Another Story Sent to Webmaster June 05

Sometime in November of '68, we suffered one of our worst sapper attacks on LZ Bronco. They actually overan a couple of perimeter bunkers on the south side. At about 3:00 AM, they mortared the heli-pad heavily, pinning-down both the choppers and the MP's in the adjacent hootches. Rudely awakened, I grabbed a bandoleer of 00-buck, riot gun, boots and my steel pot, then dove into the nearest bunker. Otherwise, I was only wearing my chonies. Unfortunately, it had been raining hard and the bunker was full of water...and mosquito larvae "wigglers". We had to stay put and endure the worst tickling of our lives. Some of the guys pinned-down with me were those assigned to protect the officers' hootches during an attack. some of the mortar rounds were landing within about 25 feet of us, so we were going nowhere. Interesting that they knew who to pin-down!

It was then that the NCO hootches were raked by machinegun fire...coming from the Cage! During a lull in the shelling, I ran to the POW cage where I found one of the infantrymen, who were assigned to help us, manning the M-60 in the front tower. I replaced him and had a "little talk" with him. While he had been a gunner in the infantry, he was "a little rusty", and thought that the bolt should be forward after loading!

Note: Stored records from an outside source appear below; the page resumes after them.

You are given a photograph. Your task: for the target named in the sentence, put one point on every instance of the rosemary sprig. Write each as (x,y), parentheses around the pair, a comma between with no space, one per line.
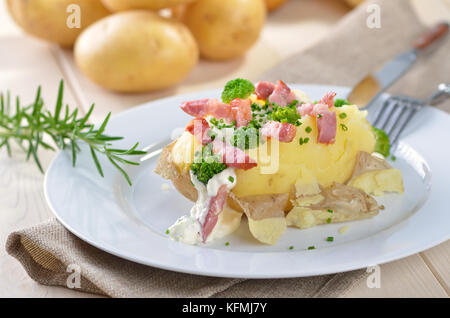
(28,125)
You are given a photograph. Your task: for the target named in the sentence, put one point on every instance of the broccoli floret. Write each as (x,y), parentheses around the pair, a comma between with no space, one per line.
(340,102)
(246,137)
(206,165)
(382,145)
(237,88)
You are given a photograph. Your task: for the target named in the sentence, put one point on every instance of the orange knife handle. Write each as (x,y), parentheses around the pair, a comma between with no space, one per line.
(431,36)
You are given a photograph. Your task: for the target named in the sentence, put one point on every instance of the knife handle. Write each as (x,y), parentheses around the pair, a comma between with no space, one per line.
(431,36)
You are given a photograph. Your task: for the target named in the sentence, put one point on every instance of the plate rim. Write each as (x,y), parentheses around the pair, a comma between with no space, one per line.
(348,267)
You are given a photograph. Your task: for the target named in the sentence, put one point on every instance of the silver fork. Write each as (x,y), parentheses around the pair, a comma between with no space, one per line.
(397,111)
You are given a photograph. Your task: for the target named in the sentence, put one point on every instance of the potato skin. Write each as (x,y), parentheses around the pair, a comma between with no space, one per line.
(123,5)
(47,19)
(136,51)
(225,29)
(272,5)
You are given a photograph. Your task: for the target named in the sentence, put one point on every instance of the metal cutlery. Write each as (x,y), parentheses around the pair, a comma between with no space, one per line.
(367,91)
(397,111)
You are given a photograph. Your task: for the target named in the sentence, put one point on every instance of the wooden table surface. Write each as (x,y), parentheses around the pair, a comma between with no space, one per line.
(26,63)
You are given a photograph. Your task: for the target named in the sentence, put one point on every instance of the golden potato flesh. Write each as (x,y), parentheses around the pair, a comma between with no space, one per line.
(123,5)
(56,20)
(327,163)
(377,182)
(267,231)
(225,29)
(136,51)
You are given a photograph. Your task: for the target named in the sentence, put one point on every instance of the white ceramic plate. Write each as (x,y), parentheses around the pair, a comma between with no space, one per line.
(130,222)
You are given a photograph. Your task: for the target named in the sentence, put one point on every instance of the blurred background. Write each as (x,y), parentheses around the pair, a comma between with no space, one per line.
(120,53)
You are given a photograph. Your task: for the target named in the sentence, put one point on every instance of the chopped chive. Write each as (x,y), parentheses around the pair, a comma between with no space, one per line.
(303,141)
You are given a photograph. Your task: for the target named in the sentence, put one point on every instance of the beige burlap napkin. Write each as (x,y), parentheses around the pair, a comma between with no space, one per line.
(346,54)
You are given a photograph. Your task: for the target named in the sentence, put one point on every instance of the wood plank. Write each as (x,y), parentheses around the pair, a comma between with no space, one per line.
(408,277)
(438,260)
(22,200)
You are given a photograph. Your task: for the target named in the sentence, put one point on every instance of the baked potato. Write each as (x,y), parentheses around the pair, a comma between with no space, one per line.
(321,151)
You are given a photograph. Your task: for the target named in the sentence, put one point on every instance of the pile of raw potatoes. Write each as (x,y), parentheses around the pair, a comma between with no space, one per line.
(144,45)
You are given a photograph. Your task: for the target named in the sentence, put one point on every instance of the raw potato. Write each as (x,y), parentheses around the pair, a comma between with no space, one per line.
(47,19)
(274,4)
(123,5)
(225,29)
(136,51)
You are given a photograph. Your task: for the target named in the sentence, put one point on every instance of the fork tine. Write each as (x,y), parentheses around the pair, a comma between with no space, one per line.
(390,118)
(396,135)
(381,111)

The morning after the attack, I learned that the Provost Marshall ('damned if I can remember his name, but he was a Major) shot a VC sapper with his M-1 Carbine (which he carried by preference) in the doorway of his hootch. He quickly dove out because the satchel charge was ready to blow. After it blew, the shaken PM found his boots stuck through the ceiling of the tin-roofed hootch! It's interesting that the one confirmed kill by an MP during that year was by the Provost Marshall, in his own hootch! There were no "rear areas" in Vietnam!

Of course, I learned of the PM's battle when being raked over the coals the next morning for the machinegun incident. I spent the rest of the day training my Cage troops on the M-60.